Warum sich eine weitere Firma in Neukirchen ansiedeln will

Das Gewerbegebiet Südwest ist Standort für mehrere Unternehmen. Nun soll es um nahezu 40.000 auf rund 370.000 Quadratmeter vergrößert werden. Denn es gibt neue Interessenten.

Neukirchen.

Im Gewerbegebiet Südwest in Neukirchen, das vor einigen Jahren nur ein Feld gewesen ist, sind heute circa 30 Firmen ansässig. Vier Grundstücke sind gegenwärtig noch frei. Allerdings ist etwa nur die Hälfte davon im Besitz der Gemeinde.

"Das Gewerbegebiet soll um etwa zehn Prozent erweitert werden. Die Einteilung der Grundstücke und der Verlauf der Straßen sind noch offen", sagt Neukirchens Bürgermeister Sascha Thamm. Die Ausgestaltung sei von den Interessenten abhängig und deshalb auch ein individueller Zuschnitt möglich, erklärt das Gemeindeoberhaupt weiter.

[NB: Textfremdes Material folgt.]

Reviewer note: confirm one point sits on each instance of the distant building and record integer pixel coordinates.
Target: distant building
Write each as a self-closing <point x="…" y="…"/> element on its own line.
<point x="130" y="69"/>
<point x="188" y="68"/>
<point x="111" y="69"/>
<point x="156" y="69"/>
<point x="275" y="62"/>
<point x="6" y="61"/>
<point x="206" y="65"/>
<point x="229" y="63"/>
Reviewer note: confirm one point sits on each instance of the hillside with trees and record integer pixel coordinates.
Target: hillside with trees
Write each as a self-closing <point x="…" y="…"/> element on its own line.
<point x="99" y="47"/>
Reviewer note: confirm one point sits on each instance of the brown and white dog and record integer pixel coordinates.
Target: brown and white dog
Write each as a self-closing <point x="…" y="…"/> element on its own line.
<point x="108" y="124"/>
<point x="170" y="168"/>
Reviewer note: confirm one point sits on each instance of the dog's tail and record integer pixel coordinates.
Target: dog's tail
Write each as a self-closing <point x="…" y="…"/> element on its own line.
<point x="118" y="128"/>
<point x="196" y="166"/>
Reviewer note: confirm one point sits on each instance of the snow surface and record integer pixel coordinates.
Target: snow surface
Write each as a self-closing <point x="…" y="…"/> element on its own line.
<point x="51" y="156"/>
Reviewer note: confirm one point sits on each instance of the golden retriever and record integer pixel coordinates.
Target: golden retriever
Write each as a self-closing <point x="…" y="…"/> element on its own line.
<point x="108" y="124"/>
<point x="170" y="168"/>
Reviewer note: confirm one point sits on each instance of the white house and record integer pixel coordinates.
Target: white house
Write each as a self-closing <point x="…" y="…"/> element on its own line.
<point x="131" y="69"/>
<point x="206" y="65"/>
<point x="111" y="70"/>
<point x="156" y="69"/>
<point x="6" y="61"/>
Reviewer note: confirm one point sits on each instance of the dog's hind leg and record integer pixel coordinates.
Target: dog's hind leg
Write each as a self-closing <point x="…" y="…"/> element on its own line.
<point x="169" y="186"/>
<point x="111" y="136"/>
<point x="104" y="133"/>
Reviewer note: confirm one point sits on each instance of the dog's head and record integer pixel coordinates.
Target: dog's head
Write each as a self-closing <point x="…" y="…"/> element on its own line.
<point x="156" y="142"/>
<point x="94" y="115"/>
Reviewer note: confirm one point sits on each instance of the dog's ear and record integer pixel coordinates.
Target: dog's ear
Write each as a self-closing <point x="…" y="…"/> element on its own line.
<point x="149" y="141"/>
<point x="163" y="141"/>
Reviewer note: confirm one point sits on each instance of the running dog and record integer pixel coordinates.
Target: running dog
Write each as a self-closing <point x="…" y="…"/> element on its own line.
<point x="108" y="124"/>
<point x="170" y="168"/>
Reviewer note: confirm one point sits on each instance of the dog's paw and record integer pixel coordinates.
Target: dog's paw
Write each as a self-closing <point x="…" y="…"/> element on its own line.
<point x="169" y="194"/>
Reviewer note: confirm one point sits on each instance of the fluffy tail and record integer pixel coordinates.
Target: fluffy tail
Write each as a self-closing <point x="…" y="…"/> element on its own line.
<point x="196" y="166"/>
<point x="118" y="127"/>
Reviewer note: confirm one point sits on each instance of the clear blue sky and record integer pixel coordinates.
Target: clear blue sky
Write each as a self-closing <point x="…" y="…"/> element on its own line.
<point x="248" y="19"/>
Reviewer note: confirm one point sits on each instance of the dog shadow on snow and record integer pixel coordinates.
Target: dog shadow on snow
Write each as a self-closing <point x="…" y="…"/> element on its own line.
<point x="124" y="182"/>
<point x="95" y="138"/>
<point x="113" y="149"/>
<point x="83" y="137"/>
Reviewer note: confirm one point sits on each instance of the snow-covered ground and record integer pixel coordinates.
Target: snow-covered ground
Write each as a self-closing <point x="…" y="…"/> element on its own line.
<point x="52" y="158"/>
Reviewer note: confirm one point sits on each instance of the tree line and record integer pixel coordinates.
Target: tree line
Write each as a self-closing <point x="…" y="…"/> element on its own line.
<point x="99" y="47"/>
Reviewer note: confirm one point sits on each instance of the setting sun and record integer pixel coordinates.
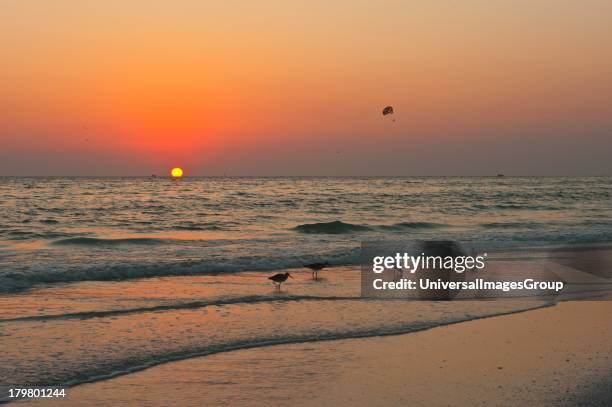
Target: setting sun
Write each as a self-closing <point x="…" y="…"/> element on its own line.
<point x="177" y="172"/>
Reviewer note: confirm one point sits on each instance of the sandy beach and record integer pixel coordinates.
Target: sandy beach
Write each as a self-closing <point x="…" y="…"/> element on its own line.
<point x="557" y="355"/>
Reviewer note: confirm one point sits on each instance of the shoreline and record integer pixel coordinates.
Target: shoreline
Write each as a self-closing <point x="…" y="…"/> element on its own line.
<point x="546" y="355"/>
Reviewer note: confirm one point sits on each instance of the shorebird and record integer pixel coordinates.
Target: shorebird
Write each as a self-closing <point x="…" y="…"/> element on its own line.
<point x="279" y="278"/>
<point x="316" y="267"/>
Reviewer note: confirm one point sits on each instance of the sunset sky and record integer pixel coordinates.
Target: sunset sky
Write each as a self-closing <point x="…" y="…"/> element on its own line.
<point x="479" y="87"/>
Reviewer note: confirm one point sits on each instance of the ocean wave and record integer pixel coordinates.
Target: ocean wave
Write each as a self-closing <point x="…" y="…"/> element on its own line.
<point x="251" y="299"/>
<point x="334" y="227"/>
<point x="412" y="225"/>
<point x="510" y="225"/>
<point x="13" y="281"/>
<point x="339" y="227"/>
<point x="138" y="363"/>
<point x="93" y="241"/>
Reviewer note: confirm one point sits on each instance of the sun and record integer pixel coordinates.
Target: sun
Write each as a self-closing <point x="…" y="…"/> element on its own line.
<point x="176" y="172"/>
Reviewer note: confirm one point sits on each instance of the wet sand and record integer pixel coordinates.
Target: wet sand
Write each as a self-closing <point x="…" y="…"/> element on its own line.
<point x="559" y="355"/>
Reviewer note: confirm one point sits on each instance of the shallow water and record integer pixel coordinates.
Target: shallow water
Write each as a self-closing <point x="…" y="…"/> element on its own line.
<point x="201" y="249"/>
<point x="77" y="229"/>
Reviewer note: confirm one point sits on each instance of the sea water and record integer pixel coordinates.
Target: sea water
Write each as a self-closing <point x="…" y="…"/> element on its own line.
<point x="105" y="276"/>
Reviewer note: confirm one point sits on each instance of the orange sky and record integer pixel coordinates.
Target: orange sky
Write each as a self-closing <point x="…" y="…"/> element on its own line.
<point x="279" y="87"/>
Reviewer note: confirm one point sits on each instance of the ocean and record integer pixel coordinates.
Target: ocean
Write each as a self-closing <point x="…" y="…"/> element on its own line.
<point x="106" y="276"/>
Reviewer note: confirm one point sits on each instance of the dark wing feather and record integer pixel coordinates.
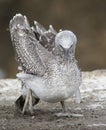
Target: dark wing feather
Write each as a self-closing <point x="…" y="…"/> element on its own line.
<point x="25" y="46"/>
<point x="45" y="37"/>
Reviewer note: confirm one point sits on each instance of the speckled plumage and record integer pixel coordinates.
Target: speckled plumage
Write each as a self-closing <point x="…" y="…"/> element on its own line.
<point x="47" y="59"/>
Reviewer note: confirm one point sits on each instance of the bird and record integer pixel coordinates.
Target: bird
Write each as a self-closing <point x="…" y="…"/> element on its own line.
<point x="47" y="66"/>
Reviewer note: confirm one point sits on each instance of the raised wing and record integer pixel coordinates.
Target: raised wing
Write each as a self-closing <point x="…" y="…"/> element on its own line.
<point x="25" y="46"/>
<point x="45" y="37"/>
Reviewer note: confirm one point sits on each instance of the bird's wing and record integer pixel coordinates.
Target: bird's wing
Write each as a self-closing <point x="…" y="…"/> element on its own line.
<point x="25" y="46"/>
<point x="45" y="37"/>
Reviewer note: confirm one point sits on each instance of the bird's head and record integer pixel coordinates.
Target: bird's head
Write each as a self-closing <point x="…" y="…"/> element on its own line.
<point x="66" y="43"/>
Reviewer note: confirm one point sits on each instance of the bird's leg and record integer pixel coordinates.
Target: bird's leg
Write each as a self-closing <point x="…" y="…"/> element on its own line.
<point x="63" y="106"/>
<point x="26" y="101"/>
<point x="78" y="96"/>
<point x="30" y="102"/>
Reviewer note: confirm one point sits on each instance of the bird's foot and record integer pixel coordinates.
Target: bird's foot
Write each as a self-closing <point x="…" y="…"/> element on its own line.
<point x="67" y="114"/>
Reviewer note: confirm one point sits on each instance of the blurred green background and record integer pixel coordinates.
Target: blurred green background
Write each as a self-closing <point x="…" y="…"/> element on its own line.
<point x="86" y="18"/>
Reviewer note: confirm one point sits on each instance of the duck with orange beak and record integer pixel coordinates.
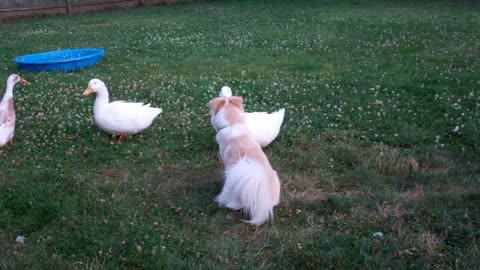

Die zu erschließende Fläche ist bereits im Besitz der Gemeinde, aber aktuell noch als Bergwerkseigentum eingetragen. Hintergrund dieses Umstandes ist, dass die Firma WMB Bodenverwertungsgesellschaft auf dieser Fläche Tagebau betrieben hat. Der Abbau und die Rekultivierung sind nach Angaben des Bürgermeisters bereits abgeschlossen. Im Herbst soll der Antrag für den Abschlussbetriebsplan der Bergwerksnutzung durch den Betreiber gestellt werden. Anschließend soll das Sächsische Oberbergamt die Bergwerksrechte wieder aufheben. Ab Herbst 2020 sollen nach bisherigem Stand der Bebauungsplan fertig sein und der Bau der Straßen erfolgen. Parallel dazu könnte der Verkauf der Teilflächen beginnen.

Das Gewerbegebiet ist aus Sicht von Thamm sicher für viele Firmen attraktiv, da es sich in der Nähe der Autobahn befindet. Zudem sei es ein idealer Standort für Mitarbeiter, da er sich unweit von Chemnitz befindet. Und der Bürgermeister sieht noch ein Argument, mit dem der Standort Neukirchen punkten kann: Es gibt in der Gemeinde Kindergärten und Schulen.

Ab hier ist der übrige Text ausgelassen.